Los ojos curiosos del encierro en casa - Foto: David Pérez

Unas manos de mediana edad que se escapan para tomar aire y aplaudir.  Un primer plano de una sanitaria con mirada cansada. Un niño recostado que mira en blanco y negro por la ventana, con curiosidad y temor al mismo tiempo porque no entiende muy bien qué pasa ni por qué hay que estar encerrado en casa. Estas tres imágenes son un pequeño extracto de lo mucho que expresa la exposición itinerante que viste el patio de Armas de la Puerta de Bisagra con medio centenar de fotos colocadas en vallas metálicas, las obras de los seleccionados de Toledo en el concurso ‘Desde mi balcón’ que lanzó PhotoEspaña durante el confinamiento.
Las instantáneas reflejan lo cotidiano de esos días extraordinarios provocados por la pandemia del coronavirus y cada objetivo se ha fijado en un detalle, en una escena más de las muchas que se han vivido sin salir de casa para contener el virus. Los mayores, los más pequeños y los sanitarios son protagonistas de una cámara colocada en el momento justo. Sin adornos, sin poses forzadas buscando simetrías o estéticas determinadas. 
Los autores tampoco tienen por qué ser profesionales, aunque los hubo, ya que el concurso invitaba a la ciudadanía a enviar fotos de la cuarentena y muchas ciudades españolas participaron con ganas, como ocurrió en Toledo, con 312 imágenes, de las que se seleccionaron cincuenta de ellas que ahora vuelven a cobrar vida en lonas de 1,60 X1,40 metros como protagonistas de la reactivación cultural, como testigos de que el arte se puede disfrutar en la calle a todas horas.

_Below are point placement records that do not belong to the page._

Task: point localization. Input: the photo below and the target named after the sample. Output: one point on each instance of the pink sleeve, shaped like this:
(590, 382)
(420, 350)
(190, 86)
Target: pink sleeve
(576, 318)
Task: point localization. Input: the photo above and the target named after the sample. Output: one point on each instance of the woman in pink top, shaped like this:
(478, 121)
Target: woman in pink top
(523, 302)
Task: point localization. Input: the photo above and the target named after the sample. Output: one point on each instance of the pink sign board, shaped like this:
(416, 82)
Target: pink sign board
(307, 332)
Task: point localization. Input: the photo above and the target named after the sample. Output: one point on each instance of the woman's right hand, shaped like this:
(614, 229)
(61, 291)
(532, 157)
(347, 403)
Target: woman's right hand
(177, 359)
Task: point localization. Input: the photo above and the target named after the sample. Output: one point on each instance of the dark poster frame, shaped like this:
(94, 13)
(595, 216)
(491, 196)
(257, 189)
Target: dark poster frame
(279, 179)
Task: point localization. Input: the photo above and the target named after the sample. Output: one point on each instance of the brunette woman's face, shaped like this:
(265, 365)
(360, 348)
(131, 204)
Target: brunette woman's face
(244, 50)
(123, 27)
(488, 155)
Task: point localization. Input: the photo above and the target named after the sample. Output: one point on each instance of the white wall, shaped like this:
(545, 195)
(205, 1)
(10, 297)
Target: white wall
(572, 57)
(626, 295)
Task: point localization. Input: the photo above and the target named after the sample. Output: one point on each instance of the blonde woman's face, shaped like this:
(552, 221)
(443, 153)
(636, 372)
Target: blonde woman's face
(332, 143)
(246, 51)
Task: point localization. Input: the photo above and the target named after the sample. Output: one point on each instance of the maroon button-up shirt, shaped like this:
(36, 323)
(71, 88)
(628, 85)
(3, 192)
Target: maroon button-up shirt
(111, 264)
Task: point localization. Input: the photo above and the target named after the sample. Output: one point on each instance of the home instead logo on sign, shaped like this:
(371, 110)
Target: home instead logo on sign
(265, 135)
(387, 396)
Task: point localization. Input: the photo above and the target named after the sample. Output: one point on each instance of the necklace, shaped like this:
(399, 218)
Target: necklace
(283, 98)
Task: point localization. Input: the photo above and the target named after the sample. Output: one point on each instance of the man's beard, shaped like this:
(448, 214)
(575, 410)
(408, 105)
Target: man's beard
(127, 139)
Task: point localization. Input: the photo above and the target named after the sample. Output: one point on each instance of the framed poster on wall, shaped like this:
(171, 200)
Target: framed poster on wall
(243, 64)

También es posible ‘que siente cátedra’ para otras iniciativas culturales que pueden tener salida de la misma manera en estos tiempos de protocolos y de medidas sanitarias para evitar contagios.
Las vallas metálicas como soporte no son casuales. Intentan evocar el ambiente del confinamiento y ofrecen un toque cotidiano que ayuda a resaltar las imágenes que intercambian mirada con el espectador, una más cálidas, otras más angustiosas en función del momento y del lugar. Llama la atención también esa vista solitaria de Zocodover cuando meses atrás estaba plagada de toledanos y de turistas pasando y disfrutándola a diario.
recorrido. El carácter itinerante de la muestra es un acierto en Toledo y en las cincuenta ciudades que exponen al mismo tiempo una amplia colección de fotos. La cifra es lo de menos, pero lo cierto es que hay 2.450 instantáneas que nos recuerdan momentos especiales, días de angustia, de miedo, de enfermedad y de desesperación, pero también de solidaridad, de amistad, de amor y de esperanza.
La exposición permanecerá en  Bisagra hasta el 5 de julio. De aquí se muda al Paseo de Recaredo y seguirá su itinerario para pasar por todos los barrios hasta el 31 de octubre.